Co Operative Society: Registration required, shares, Salary, Dividend, Compulsory Audits, Tax @ 30%.
Most of the societies, nowadays are found to be carrying on business activities. The profits and gains from such business by society are to be determined according to the regularly employed method for such computation and according to accepted commercial principles. The approach adopted by society must be consistently followed every year. Thus, a co-operative society may adopt a cash basis method or a mercantile basis method. What is important is that the same system should generally be continued.
Limited Liability Partnership (LLP):
Under LLP (Limited Liability Partnership) the liability of at least one member is unlimited whereas rest all the other members have limited liability, limited to the extent of their contribution in the LLP. Unlike general partnership this kind of partnership does not get terminated by the death or insolvency of the limited partners. It is governed by Limited Liability Partnership Act of 2008.
Almost similar to Partnership with no limit on number of Partners but with limited liability to partners.
Private Limited Company (Pvt.): Key Highlights: Registration required with minimum 2 & maximum 50 members, shares, Salary to all working Directors, Dividend after payment of taxes. Costly because of compliances and audits, many restrictions on loans, interested party transactions, strict compliances, heavy penalty for delay. Compulsory Audits.
Public Limited Company (Company): Key Highlights: Registration required with minimum 7 members with no upper limit, shares, Salary to all working Directors, Dividend after payment of taxes. Costly because of compliances and audits, many restrictions on loans, interested party transactions, strict compliances, heavy penalty for delay. Compulsory Audits of accounts and normally preferred for large venture. Generally preferred where outside Investors are insisting.
Liaison Office Liaison Office is a kind of representative office which is set up to understand the business and investment environment. It is barred from taking up any commercial/industrial/trading activity and its role is limited to aggregation of information and promotion of exports/imports.

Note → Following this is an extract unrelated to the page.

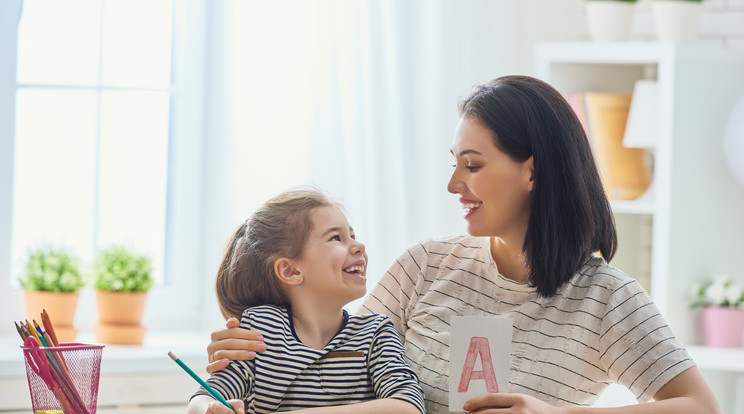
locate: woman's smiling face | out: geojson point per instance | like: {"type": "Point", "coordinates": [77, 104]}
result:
{"type": "Point", "coordinates": [494, 188]}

It has to maintain itself out of inward remittances received from the parent company.
There are provisions for Conversion of Existing Business Entity like Proprietary or Partnership firm to LLP, Pvt Ltd. Company or Public Limited Company to scale of your business or Profession.

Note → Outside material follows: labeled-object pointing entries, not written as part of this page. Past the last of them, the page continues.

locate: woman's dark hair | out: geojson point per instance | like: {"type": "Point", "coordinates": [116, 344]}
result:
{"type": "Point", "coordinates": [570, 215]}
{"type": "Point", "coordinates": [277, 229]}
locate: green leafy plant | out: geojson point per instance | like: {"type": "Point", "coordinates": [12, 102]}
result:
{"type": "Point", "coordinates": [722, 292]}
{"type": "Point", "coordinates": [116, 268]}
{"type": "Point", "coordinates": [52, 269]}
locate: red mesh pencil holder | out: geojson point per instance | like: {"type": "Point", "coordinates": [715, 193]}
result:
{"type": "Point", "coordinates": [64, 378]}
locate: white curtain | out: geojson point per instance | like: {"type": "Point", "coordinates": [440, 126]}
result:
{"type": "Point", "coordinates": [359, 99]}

Basic requirements for any Entity:
· Shops Establishment License from Municipality
· PAN Number
· TAN (for TDS Deductions & payments)
· GST (Minimum Turnover Rs.40 lakh)
· Professional Tax is a kind of tax charged by various State Governments. The tax is charged on the income earned by individuals who are engaged in various businesses & professions and to be paid by business entity as well as deducted from Employee`s monthly salary as per slabs.
· Labour Laws Applicability: Over 20 Employees
· Maintenance of Books: As per Income Tax, If Total Receipts exceeds RS. 25 Lakh in a year
· Bank Account-Bank would ask for PAN & Registration Document.
· Chartered Accountant Certificate to open Bank Current Account is desired by many Banks.